A tentativa de recolha de mais fragmentos numa relação que, apesar da passagem dos anos, continua ainda sensível, lembra o processo terapêutico. Este sentimento acaba por se reforçar pelo seu tom intimista, pela escala da investigação empreendida e pelos resultados obtidos. Se procuramos aqui alguma grande verdade que se possa aplicar de forma abstrata a qualquer família, não a vamos encontrar. O que não quer dizer que o filme não tenha interesse para outras pessoas. Todo o percurso, tanto da realizadora como da mãe, são fascinantes e a sua candura, tocante.

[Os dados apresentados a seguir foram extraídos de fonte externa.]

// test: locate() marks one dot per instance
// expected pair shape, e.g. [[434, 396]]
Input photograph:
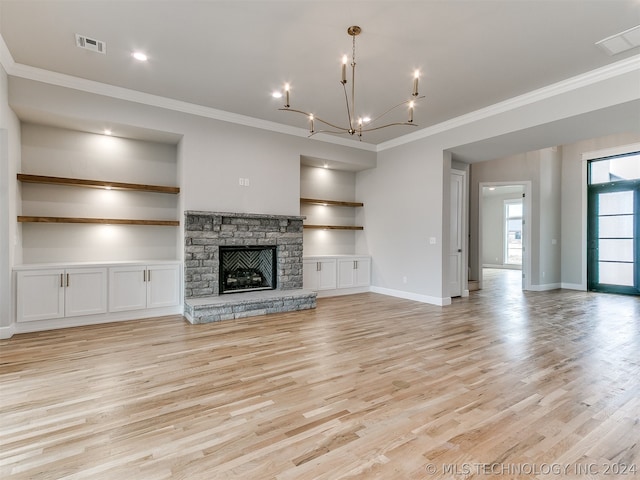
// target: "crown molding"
[[612, 70], [12, 68], [76, 83]]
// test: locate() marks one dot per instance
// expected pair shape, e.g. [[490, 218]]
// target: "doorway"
[[613, 224], [503, 221]]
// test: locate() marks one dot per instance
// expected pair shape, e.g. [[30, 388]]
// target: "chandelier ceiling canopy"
[[356, 125]]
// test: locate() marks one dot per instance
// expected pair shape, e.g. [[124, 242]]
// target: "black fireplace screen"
[[247, 268]]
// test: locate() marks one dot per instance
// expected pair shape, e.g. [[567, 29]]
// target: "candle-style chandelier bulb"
[[354, 126]]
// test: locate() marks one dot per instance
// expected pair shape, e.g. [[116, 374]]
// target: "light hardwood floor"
[[502, 384]]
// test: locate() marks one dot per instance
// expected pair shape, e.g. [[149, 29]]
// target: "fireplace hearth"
[[264, 271]]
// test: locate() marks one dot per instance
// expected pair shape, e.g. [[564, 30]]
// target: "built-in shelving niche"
[[86, 183], [332, 203]]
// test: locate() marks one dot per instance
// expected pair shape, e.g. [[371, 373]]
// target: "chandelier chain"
[[356, 125]]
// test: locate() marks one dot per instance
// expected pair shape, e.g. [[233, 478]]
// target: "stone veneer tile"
[[205, 232]]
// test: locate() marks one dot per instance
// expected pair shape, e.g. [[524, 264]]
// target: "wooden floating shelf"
[[79, 182], [103, 221], [333, 203], [333, 227]]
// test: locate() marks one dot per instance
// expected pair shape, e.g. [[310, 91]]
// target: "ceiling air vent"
[[92, 44], [621, 42]]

Construído essencialmente de imagens de arquivo, a forma como estas são apresentadas nem sempre é a mais comum, com a realizadora a procurar mostrar sobreposições, reações e até ausências. Todo o exercício poderia ser demasiado seco, mas a sensibilidade e o sentimento que são introduzidos, quer pela voz off da cineasta, quer pelo discurso da mãe dela, transformam o filme em algo mais: um documentário emocional e emocionante.
João Miranda, c7nema



Começo pelo cinema português e por aquele que considero o melhor trabalho da cineasta até à data, um documentário que traz consigo uma ‘odisseia familiar’ apaixonante: “A Toca do Lobo”, de Catarina Mourão. Foi exibido na secção Spectrum [Festival Internacional de Cinema de Roterdão], em estreia mundial. “A Toca do Lobo” é o nome do romance mais conhecido de Tomaz de Figueiredo (1902-1970), escritor português que dirá pouco à maioria dos leitores de hoje, e avô de Catarina Mourão, que esta não conheceu. A ‘odisseia familiar’ a que nos referimos é a da realizadora. À partida, julgamos estar perante um invulgar álbum íntimo que vai unir quatro gerações da mesma família, recuando a uns anos 40 em que esta vivia confortavelmente em Lisboa, em pleno Estado Novo. Contudo, à medida que as dúvidas da cineasta se vão entrelaçando, levando-a a recorrer a material de arquivo (de home movies descobertos por acaso a uma ‘visionária’ entrevista a Tomaz de Figueiredo feita nos anos 60 para um programa da RTP), é a um fundo de thriller que o filme se entrega: em que circunstâncias, envoltas em segredo, terminou o avô os seus dias? Porque se separou ele da mãe da cineasta a dada altura? Porque não falam mãe e tia há mais de três décadas? E o que aconteceu ao tio, um resistente ao fascismo, preso pela PIDE, de quem a família evitava falar? Neste inquérito pessoal, necessariamente afetivo, “A Toca do Lobo” supera, afinal, o seu registo autobiográfico, revelando tabus e não-ditos de uma vida portuguesa sob a ditadura, bem como as suas consequências no presente.